Authentication is generally required to access secure data or enter a secure area. The requestor for access or entry is usually required to authenticate him or herself based or prove her or his identity by means of:
What the requestor individually knows as a secret, such as a password or a Personal Identification Number (PIN), or
What the requesting owner uniquely has, such as a passport, physical token, or an ID-card, or
What the requesting bearer individually is, such as biometric data, like a fingerprint or the face geometry.
Two-factor authentication, which requires a remote user to present both something they know and something they have such as a token, smart card or biometric image, is one of the most common methods used by organizations for identity assurance.
The true cost of a two-factor authentication solution is made up of several elements. First, there are the "product" acquisition cost elements. All two-factor authentication solutions are comprised of two main product components:
An end user device. The end user device provides the "something you have" factor that is uniquely bound to the individual.
An authentication server. The authentication server receives the information from the end user and determines whether the individual has presented the correct information. It also directs the system to either allow or deny access and provides the administrative interface.
Organizations also need to consider annual maintenance fees which usually include customer telephone support and ongoing software updates.

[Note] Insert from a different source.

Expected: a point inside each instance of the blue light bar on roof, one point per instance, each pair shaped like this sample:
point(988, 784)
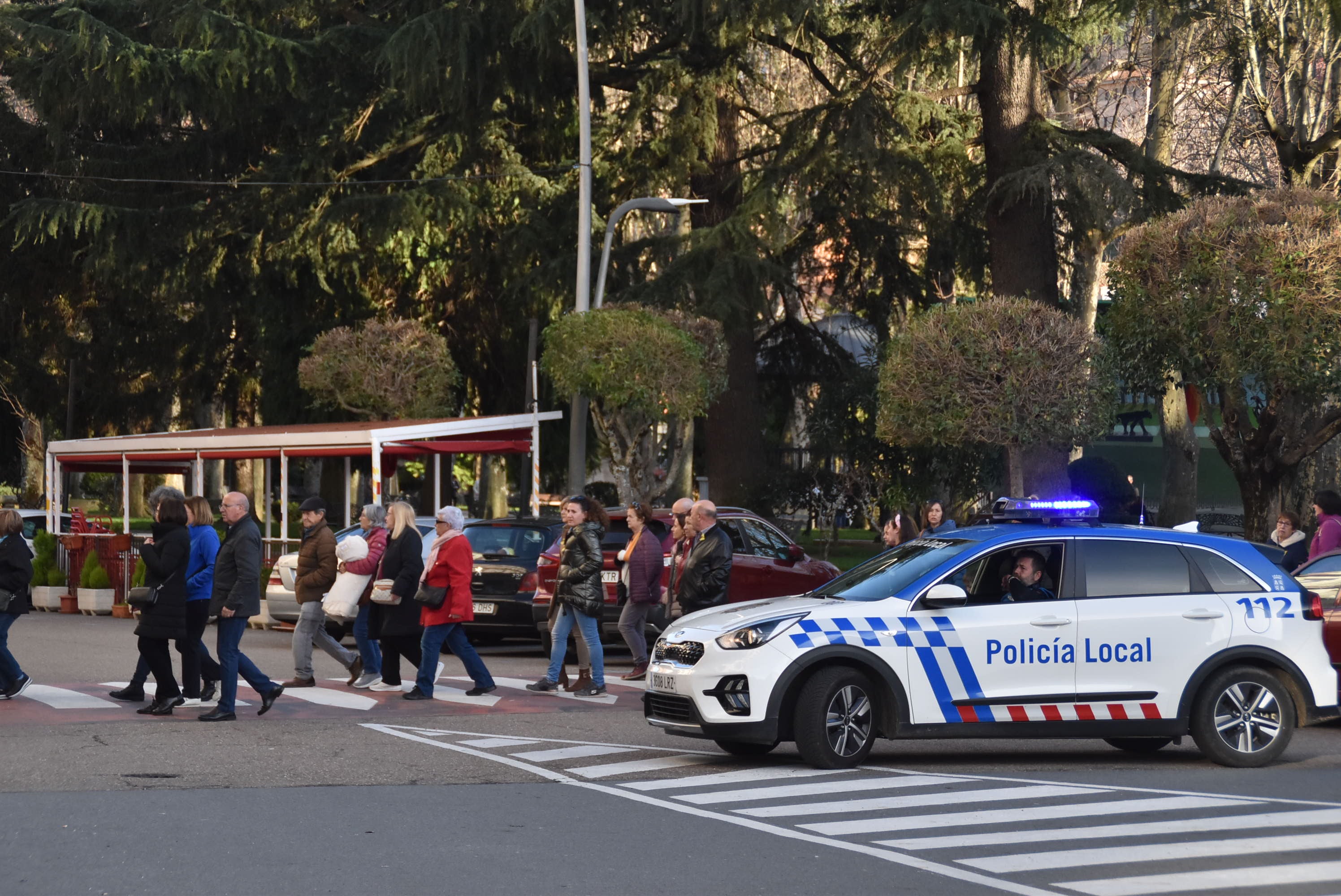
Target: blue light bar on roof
point(1034, 509)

Implementation costs should be carefully examined and can vary widely depending on the operating environment. For example, organizations need to consider if there are additional third party products or any professional service integration required to complete the solution.
Finally, ongoing management costs need to be considered in determining the total cost of ownership. This would include administrator costs, deployment, and anticipated user service expenses.
Scaling Authentication for Very Large User Groups
Hardware and software solutions can be scalable enough for internal corporate use, but when the organization wants, or more often, is legally required to provide strong authentication for other parties such as partners, suppliers, or end customers, the deployment and management of hardware devices or software packages becomes a real challenge.
Moreover, as organizations face growing pressures to optimize their operations logistically and financially, many are considering alternatives to physical tokens to reduce the cost of two-factor authentication. But what kinds of options are there?
Practically everyone today owns a mobile phone, at least those of us old enough to possess our own bank account and insurance - say anyone from fourth graders to grannies. For convenience and simplicity, why not provide strong authentication to online services based on the mobile phone - most of us carry the mobile anyway, right? Consider at face value the benefits provided by offering authentication using a device that users already own:
Increased security for accessing critical systems with minimal effort from end users
Reduced operational and maintenance costs with a tokenless solution
Rapid activation of new users, partners, and ad-hoc accounts - in minutes instead of days or weeks
Typically, mobile authentication can take place in two ways, via an on-device application or SMS (text messaging). The former option is active and requires the end user to download an application, a procedure that may not be supported by all mobile phones. The latter method is passive, allowing any user to be activated without providing any customer information.
Apart from sidestepping the nightmare of token life-cycle management and its related costs, transitioning strong authentication to mobile phones offers added value. Not only would it become the single master key to important services, it can provide add-on services such as credit card limit warnings and confirmation of unusually large transactions.
While mobile authentication is easily scalable to accommodate large numbers of users, organizations would need to consider that when they move from environments with just a few hundred users to those with several thousand they need to take into account the reliability of the SMS service. This in turn raises certain questions:
That being said, mobile authentication remains the fastest method to distribute to remote users. Imagine yourself on a business trip in South Africa and you lose the security token for accessing your corporate e-mail. Do you call your administrator and ask to have a new one couriered to you? You'd probably be back home by time the token arrived. This would not be the case if you were using a mobile authentication method.
Even if you do lose your mobile, you can purchase a replacement along with a prepaid SIM card. Then your administrator can immediately link your new prepaid number to your identity in the e-mail system. Login to your e-mail and authenticate using the OTP (One Time password) that you receive via SMS. Your mobile authentication service remains essentially uninterrupted! And your organization no longer needs to worry about the cost of replacing physical tokens - not for you or scores of other employees.